Como se pode observar, a segurança alimentar e nutricional é um conceito multidimensional, uma vez que engloba um complexo de ações e políticas destinadas a promover a realização desse direito fundamental.
Além disso, as políticas públicas devem considerar questões ambientais, culturais, econômicas, regionais e sociais (art. 2, §1º). Isso significa que, em um país multicultural como o Brasil, as particularidades de cada grupo e região devem ser consideradas, inclusive quanto aos hábitos alimentares de cada um deles.
Sobre os pilares da segurança alimentar e nutricional preconizados no artigo 4º do diploma normativo, podemos destacar a necessidade de aumento na produção de alimentos, o dever de preservar o meio ambiente e promover a saúde, a garantia da qualidade e armazenamento dos produtos, entre outros.
5 O DIREITO À SEGURANÇA ALIMENTAR E NUTRICIONAL SOB A ÓTICA DO SUPERIOR TRIBUNAL DE JUSTIÇA E DO TRIBUNAL DE JUSTIÇA DO RIO DE JANEIRO
Os Tribunais brasileiros enfrentam o tema da segurança alimentar e nutricional sob diversos vieses. Aqui cabe destacar o julgamento, pelo Tribunal de Justiça do Estado do Rio de Janeiro, de Agravo de Instrumento de nº. 0046743-68.2020.8.19.0000 em sede de Ação Civil Pública.
O caso se deu durante a pandemia causada pelo COVID-19, ocasião na qual houve a suspensão das aulas em diversas escolas públicas. Diante disso, o Poder Público também determinou a suspensão do fornecimento de alimentação escolar, limitando o fornecimento de alimentos em "kits” apenas aos alunos das famílias cadastradas em programas assistenciais, o que correspondia a 1/3 dos alunos matriculados.

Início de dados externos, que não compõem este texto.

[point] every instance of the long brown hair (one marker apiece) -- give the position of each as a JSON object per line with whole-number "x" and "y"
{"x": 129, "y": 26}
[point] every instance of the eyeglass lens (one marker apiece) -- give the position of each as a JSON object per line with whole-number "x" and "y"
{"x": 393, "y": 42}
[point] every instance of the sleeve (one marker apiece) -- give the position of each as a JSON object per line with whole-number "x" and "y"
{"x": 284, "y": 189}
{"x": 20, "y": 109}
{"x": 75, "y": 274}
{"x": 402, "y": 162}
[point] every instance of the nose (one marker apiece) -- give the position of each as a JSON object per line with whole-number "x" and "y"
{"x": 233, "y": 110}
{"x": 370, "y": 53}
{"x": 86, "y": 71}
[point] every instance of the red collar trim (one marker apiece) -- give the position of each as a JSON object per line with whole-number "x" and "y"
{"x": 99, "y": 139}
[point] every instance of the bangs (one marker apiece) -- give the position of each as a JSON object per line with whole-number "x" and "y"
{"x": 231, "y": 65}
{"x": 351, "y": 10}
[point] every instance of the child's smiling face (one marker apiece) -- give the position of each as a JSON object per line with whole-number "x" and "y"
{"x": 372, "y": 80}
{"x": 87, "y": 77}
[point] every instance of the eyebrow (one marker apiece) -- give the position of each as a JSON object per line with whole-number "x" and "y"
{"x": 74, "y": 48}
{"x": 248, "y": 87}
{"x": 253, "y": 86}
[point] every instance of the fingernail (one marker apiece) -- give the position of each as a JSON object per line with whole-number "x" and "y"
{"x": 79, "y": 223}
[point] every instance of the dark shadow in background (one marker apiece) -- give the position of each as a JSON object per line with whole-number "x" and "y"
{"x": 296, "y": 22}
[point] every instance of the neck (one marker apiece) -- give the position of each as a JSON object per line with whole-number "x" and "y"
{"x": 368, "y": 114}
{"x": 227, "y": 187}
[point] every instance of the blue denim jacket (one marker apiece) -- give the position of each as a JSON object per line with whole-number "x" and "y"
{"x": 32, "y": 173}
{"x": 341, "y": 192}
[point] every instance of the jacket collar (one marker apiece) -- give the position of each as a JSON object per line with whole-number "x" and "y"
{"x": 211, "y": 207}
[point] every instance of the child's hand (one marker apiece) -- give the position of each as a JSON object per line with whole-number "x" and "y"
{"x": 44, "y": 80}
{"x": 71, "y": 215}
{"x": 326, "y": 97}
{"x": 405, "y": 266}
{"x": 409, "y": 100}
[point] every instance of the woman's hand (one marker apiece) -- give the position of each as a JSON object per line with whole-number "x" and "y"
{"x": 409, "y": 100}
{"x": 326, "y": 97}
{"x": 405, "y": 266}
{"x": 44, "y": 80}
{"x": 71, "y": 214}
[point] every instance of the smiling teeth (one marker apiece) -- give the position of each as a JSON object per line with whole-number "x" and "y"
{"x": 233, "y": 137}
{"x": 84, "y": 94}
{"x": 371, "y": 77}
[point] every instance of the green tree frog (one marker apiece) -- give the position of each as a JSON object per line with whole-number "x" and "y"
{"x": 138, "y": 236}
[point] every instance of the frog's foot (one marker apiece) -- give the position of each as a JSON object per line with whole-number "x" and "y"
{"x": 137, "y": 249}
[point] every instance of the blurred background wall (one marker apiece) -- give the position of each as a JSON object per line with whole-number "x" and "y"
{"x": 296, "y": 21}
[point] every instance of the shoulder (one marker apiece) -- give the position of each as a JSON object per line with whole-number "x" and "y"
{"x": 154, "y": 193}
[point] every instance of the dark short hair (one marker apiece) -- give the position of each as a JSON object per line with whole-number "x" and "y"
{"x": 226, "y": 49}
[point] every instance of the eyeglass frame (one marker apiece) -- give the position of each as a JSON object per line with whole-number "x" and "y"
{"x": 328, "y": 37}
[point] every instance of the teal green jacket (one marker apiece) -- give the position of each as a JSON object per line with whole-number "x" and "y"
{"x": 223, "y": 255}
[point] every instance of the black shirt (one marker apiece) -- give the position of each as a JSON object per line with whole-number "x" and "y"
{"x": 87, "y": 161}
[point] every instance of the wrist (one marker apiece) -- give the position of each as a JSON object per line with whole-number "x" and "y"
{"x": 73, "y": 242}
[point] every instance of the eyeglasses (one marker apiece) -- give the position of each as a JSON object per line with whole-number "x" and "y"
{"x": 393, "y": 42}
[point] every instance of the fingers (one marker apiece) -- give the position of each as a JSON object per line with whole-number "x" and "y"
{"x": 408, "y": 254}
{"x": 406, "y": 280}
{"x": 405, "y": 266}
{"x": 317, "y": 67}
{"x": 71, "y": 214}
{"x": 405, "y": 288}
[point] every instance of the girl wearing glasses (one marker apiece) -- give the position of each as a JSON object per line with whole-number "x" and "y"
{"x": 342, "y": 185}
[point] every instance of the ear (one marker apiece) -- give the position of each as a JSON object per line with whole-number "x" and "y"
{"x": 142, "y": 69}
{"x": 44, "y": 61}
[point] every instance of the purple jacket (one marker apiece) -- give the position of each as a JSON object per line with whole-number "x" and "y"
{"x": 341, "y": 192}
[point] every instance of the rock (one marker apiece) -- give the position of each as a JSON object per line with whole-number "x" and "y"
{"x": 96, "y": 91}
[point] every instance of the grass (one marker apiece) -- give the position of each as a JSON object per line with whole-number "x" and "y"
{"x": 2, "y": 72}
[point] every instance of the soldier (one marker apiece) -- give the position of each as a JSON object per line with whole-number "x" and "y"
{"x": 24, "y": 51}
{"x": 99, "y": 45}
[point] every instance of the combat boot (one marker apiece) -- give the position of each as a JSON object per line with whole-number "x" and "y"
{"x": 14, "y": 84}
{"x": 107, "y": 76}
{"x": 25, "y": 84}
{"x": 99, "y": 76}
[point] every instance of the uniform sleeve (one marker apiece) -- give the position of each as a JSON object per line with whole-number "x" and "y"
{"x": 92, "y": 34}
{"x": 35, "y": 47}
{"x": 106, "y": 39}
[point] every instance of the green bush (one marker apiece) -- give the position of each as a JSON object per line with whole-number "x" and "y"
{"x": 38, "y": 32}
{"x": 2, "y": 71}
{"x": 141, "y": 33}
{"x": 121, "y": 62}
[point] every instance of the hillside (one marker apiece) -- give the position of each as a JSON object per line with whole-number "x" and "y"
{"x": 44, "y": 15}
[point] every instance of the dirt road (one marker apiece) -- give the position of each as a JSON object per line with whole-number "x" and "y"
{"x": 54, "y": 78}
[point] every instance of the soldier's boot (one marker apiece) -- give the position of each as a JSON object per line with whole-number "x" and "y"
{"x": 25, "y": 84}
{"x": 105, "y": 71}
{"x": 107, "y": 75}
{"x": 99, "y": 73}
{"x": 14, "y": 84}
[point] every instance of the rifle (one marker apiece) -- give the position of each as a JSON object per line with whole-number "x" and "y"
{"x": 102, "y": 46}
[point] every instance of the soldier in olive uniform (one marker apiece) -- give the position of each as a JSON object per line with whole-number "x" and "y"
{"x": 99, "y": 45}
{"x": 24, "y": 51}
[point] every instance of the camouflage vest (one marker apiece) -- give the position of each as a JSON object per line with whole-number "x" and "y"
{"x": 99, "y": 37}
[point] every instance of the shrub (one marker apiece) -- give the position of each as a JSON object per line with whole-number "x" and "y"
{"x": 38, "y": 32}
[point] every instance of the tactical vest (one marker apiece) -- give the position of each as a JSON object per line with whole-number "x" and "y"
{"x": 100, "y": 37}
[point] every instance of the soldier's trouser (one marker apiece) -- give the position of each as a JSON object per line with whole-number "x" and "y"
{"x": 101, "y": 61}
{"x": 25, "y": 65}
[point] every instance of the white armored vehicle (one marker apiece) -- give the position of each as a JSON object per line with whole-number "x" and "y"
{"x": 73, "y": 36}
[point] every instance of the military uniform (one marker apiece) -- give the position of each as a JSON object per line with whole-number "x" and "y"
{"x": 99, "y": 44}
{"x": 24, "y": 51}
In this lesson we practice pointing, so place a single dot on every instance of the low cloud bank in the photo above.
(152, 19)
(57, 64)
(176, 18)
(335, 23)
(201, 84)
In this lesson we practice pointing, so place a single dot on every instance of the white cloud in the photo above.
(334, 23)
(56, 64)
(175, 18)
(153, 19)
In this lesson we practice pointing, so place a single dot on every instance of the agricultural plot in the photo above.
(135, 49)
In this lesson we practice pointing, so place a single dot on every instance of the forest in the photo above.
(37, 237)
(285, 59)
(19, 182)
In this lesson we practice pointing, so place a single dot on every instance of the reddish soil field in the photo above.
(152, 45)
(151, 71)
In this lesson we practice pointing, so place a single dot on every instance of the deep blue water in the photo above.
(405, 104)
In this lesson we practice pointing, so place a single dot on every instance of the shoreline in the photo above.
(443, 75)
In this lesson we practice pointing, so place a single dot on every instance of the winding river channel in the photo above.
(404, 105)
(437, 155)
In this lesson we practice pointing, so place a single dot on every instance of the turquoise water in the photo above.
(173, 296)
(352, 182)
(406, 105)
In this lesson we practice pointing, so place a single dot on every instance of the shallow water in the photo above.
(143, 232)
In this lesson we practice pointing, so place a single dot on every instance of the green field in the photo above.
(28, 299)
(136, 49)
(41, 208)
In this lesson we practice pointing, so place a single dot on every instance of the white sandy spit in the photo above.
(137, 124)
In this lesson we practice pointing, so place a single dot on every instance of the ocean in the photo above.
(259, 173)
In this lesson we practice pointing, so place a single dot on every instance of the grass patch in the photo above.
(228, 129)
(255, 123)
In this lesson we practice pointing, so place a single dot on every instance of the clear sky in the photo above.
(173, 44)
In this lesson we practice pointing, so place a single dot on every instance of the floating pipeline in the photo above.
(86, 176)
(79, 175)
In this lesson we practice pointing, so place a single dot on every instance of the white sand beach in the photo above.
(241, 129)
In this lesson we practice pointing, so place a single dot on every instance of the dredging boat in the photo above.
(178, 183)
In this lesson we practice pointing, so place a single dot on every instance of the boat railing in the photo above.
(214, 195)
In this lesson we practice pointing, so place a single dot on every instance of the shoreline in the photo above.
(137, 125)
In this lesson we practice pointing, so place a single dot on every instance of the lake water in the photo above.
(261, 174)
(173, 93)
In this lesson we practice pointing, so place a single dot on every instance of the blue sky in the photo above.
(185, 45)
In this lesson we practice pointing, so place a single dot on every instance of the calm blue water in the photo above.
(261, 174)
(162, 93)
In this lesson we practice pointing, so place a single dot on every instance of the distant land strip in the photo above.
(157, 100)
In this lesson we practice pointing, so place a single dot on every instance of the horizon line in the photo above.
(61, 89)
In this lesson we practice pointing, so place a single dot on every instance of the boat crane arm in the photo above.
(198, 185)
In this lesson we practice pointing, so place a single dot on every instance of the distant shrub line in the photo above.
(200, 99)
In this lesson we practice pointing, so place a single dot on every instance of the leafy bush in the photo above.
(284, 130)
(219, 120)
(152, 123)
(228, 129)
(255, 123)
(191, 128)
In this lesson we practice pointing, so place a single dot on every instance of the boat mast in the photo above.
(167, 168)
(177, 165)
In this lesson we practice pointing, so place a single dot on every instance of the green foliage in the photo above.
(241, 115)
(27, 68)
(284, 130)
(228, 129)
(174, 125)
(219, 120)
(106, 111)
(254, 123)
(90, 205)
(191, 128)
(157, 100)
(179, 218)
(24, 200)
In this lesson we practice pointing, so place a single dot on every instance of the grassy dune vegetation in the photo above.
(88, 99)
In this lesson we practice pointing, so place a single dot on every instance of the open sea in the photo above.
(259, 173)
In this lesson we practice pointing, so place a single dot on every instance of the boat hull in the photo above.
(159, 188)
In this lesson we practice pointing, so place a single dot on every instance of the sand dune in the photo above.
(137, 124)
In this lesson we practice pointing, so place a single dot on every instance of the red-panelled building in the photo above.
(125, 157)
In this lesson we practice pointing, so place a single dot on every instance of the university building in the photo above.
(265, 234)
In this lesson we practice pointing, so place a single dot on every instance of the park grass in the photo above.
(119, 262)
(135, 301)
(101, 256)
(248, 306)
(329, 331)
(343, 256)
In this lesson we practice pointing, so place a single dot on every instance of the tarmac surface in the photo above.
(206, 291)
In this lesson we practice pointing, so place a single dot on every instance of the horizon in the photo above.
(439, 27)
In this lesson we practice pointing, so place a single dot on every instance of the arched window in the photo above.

O TJRJ, por sua vez, invocando a segurança alimentar, a isonomia e o mínimo existencial, concedeu a tutela de urgência recursal para que todos os alunos matriculados recebessem os kits com gêneros alimentício, em atenção ao artigo 21-A da Lei nº 11.947/09, acrescido pela Lei nº 13.987/20, conforme o trecho da ementa abaixo transcrito:
(...)
Ação Civil Pública. Suspensão temporária das aulas. Distribuição de gêneros alimentícios a 1/3 dos alunos matriculados na rede pública. Medida insuficiente para promover e garantir a segurança alimentar e nutricional das crianças e adolescentes. Interrupção temporária das aulas que impactou na alimentação das famílias em situação de vulnerabilidade social, considerando que, para muitos, a única refeição completa é aquela ofertada na instituição de ensino.Efeitos da Pandemia e das medidas restritivas aplicadas pelo Poder Público que impactaram sobremaneira na renda familiar que já era, notoriamente, insuficiente para que os pais responsáveis por esses alunos mantivessem a já precária subsistência de seus filhos.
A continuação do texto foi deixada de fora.